Propositions pour une modalité des devoirs de mémoire et de connaissance en prenant la mémoire de la Shoah comme modèle et le rôle des médecins sous le nazisme.
( Il suffirait alors de remplacer médecin par politique).
Est-il pertinent d’essayer de s’identifier aux victimes, non pas pour se réapproprier leur expérience et leur témoignage sacrés et se substituer à eux, mais pour sensibiliser les générations futures à ce qu’ont pu être les « appels », les Sonderkommandos, les Musulmans(1) , le froid, la faim, la soif, la puanteur, le renoncement à la pudeur et à la solidarité... ?
Est-il pertinent de s’identifier aux bourreaux et notamment aux médecins à partir du principe que l’exercice de la médecine est universel et intemporel et à partir de la proposition de Primo Levi selon laquelle : « L’oppresseur reste tel, et la victime aussi : ils ne sont pas interchangeables, il faut punir et exécrer le premier (mais si possible, le comprendre), plaindre et aider la seconde, mais tous deux, devant le scandale du fait qui a été irrévocablement commis, ont besoin d’un refuge et d’une protection, et ils vont instinctivement à leur recherche. Pas tous, mais les plus nombreux, et souvent pendant toute leur vie » ?(2)
Qu’aurions-nous fait nous-mêmes si nous avions été médecins en 1933 en Allemagne ?
Notre mémoire d’Auschwitz doit rester vivante. Qui en sera dépositaire quand tous les rescapés auront disparu ? Comment la reconnaître, comment l’identifier, comment l’étudier, comment la transmettre ? Y a-t-il une pédagogie de la Shoah, y a-t-il une pédagogie du Samudaripen ?
Doit-on considérer cet emblématique drame comme un événement anachronique, ou en rechercher en permanence la modernité, en mettant de manière obsessionnelle la médecine au service des plus démunis et des traumatisés d’aujourd’hui ?
(1) Terme utilisé par les internés des camps d’extermination pour désigner leurs camarades d’infortune ayant renoncé à lutter pour survivre et s’offrant à la mort en position de prière mahométane.
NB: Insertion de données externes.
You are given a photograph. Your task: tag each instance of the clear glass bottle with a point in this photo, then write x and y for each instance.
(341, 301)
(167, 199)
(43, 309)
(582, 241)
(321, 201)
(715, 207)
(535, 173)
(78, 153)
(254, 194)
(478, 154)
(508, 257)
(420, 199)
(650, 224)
(2) Primo Levi, Les Naufragés et les rescapés. Quarante ans après Auschwitz, Paris, Gallimard, 1989, p. 25.
Par ailleurs, j'aurais, personnellement, les "meilleures raisons" de différencier les uns des autres.
Qu'on punisse et exècre les bourreaux mais qu'on tente de (les) comprendre et qu'on ne renonce jamais à les nommer.
Ce serait un piège tragique dans lequel leurs crimes nous feraient tomber.